Le Soldat oublié est le récit de Guy « Sajer » Mouminoux, jeune français de 17 ans embarqué dans la deuxième guerre mondiale sous l’uniforme allemand. En effet, Sajer est mi-allemand part sa mère. Il est alors incorporé dans la Wehrmacht et va se battre pour sa deuxième patrie, sur le front de l’Est. Dès le début de l’histoire, j’ai été immédiatement en phase avec Sajer. J’ai parfaitement compris ce qu’il voulait dire ainsi que sa manière de penser.
J’ai ressenti la détermination et la fierté du jeune soldat, à peine sorti de l’enfance, au camp d’entrainement en Pologne. Puis j’ai ressenti les montagnes de peurs et de désespoirs qui sont venues l’écraser, lui ainsi que ses camarades feldgrau.
Ce livre est terriblement éprouvant à lire. Comme je le disais j’étais en phase avec Sajer, et cela vaut aussi pour les nombreux épisodes que nous allons traverser. Par exemple, lors de la première retraite, au moment où Neubach, un camarade de Sajer se fait mitrailler.
J’étais complétement désemparé face à toute la détresse et à la crise de larmes de Sajer.
Ce n’est que le début d’un amoncellement de souffrances et de terreurs. Je ne vais pas en faire la liste, mais je tiens à dire que la bataille de Bielgorod est un véritable traumatisme. On comprend bien qu’après elle, rien ne sera plus comme avant. Quelques mots aussi sur la terrible passage du Dniepr. La Wehrmacht est à nouveau en retraite, des milliers de soldats allemands s’entassent alors le long du Dniepr, l’armée rouge sur les talons. Le fleuve leur barre le passage et ils vont passer des longs jours, à assaillir le peu de radeaux qui flottent les chercher, à éviter les bombes « d’Ivan », et à lutter contre la terrible angoisse qui monte en eux. Sans oublier la pluie. On arrive finalement vers la fin du livre, terrifié, épuisé, à l’instar de Sajer et ses compagnons. On espère la fin de la guerre, mais il faut encore se battre. Et quelle bataille, c’est celle de Memel.
Memel n’est plus vraiment une bataille, mais un cauchemar. J’ai un peu perdu le fil des évènements lors de Memel, vraiment comme s’il s’agissait d’un cauchemar.

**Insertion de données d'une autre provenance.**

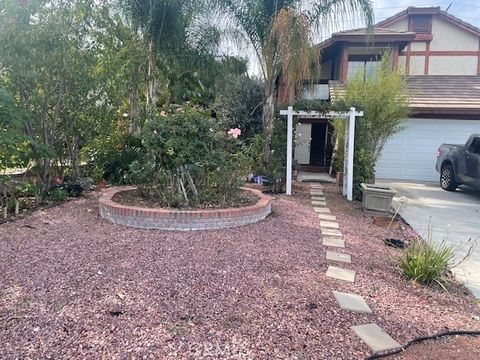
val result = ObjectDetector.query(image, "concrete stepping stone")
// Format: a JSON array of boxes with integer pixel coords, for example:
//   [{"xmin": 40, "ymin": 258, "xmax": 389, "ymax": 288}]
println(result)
[
  {"xmin": 322, "ymin": 238, "xmax": 345, "ymax": 248},
  {"xmin": 327, "ymin": 252, "xmax": 352, "ymax": 264},
  {"xmin": 320, "ymin": 220, "xmax": 339, "ymax": 229},
  {"xmin": 320, "ymin": 228, "xmax": 342, "ymax": 236},
  {"xmin": 333, "ymin": 291, "xmax": 372, "ymax": 314},
  {"xmin": 327, "ymin": 266, "xmax": 355, "ymax": 283},
  {"xmin": 318, "ymin": 214, "xmax": 337, "ymax": 221},
  {"xmin": 351, "ymin": 324, "xmax": 402, "ymax": 352}
]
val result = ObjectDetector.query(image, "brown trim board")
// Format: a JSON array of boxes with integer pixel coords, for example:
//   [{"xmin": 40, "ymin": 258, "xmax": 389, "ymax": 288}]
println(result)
[{"xmin": 400, "ymin": 50, "xmax": 480, "ymax": 56}]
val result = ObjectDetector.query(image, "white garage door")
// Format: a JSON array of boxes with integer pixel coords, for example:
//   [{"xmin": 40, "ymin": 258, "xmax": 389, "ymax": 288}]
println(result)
[{"xmin": 376, "ymin": 119, "xmax": 480, "ymax": 181}]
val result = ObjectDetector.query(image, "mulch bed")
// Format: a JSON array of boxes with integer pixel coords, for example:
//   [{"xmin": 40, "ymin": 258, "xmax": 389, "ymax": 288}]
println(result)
[
  {"xmin": 113, "ymin": 190, "xmax": 259, "ymax": 210},
  {"xmin": 0, "ymin": 185, "xmax": 480, "ymax": 359}
]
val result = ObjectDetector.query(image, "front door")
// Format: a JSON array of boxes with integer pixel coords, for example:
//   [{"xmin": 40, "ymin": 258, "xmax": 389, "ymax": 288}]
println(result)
[
  {"xmin": 295, "ymin": 123, "xmax": 312, "ymax": 165},
  {"xmin": 310, "ymin": 123, "xmax": 327, "ymax": 166}
]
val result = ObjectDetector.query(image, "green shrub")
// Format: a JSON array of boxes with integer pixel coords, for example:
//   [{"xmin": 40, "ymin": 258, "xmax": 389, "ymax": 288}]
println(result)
[
  {"xmin": 334, "ymin": 52, "xmax": 410, "ymax": 199},
  {"xmin": 129, "ymin": 108, "xmax": 249, "ymax": 207},
  {"xmin": 399, "ymin": 238, "xmax": 455, "ymax": 287},
  {"xmin": 82, "ymin": 130, "xmax": 142, "ymax": 184},
  {"xmin": 47, "ymin": 189, "xmax": 68, "ymax": 204}
]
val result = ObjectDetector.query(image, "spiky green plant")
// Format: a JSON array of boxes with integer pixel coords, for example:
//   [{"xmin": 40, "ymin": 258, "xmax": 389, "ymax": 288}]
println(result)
[{"xmin": 399, "ymin": 238, "xmax": 455, "ymax": 289}]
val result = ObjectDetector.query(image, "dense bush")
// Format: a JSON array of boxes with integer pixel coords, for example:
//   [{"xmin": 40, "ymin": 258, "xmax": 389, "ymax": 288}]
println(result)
[
  {"xmin": 214, "ymin": 75, "xmax": 264, "ymax": 138},
  {"xmin": 82, "ymin": 128, "xmax": 142, "ymax": 184},
  {"xmin": 129, "ymin": 108, "xmax": 249, "ymax": 207}
]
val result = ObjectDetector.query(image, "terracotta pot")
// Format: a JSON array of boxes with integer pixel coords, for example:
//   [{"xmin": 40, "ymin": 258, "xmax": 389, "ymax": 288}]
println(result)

C’est un chaos pendant lequel les hommes sont des créatures hurlantes qui deviennent brusquement muettes. Sur terre, ce n’est qu’un champ de ruines sous un brouillard de feu. Sur mer des bateaux de réfugiés coulent au milieu des icebergs. J’ai eu le sentiment de voir un tableau de Beksiński. Sajer survie finalement et finit par rentrer chez lui après quelques derniers épisodes.
Ce livre m’a laissé au bout du rouleau. À cela s’ajoute la tristesse de se rendre compte que cette histoire, réellement vécue, lourde à porter, avec tous ces traumatismes, ne trouve aucun lieu d’expression. La parole des vaincus et leurs souffrances n’intéressent personne. Guy Mouminoux a dû porter cette histoire seul. Il l’a couché sur papier pour tenter de s’en décharger, mais cela n’a pas réussi à le soulager. Par contre, ce livre lui donnera l’image de « facho », il avait pourtant pris le soin de l’écrire sous pseudonyme.
Guy Mouminoux est décédé il y a un mois à peu près. J’espère sincèrement qu’après une vie si éprouvante, il goute enfin au repos et à la tranquillité.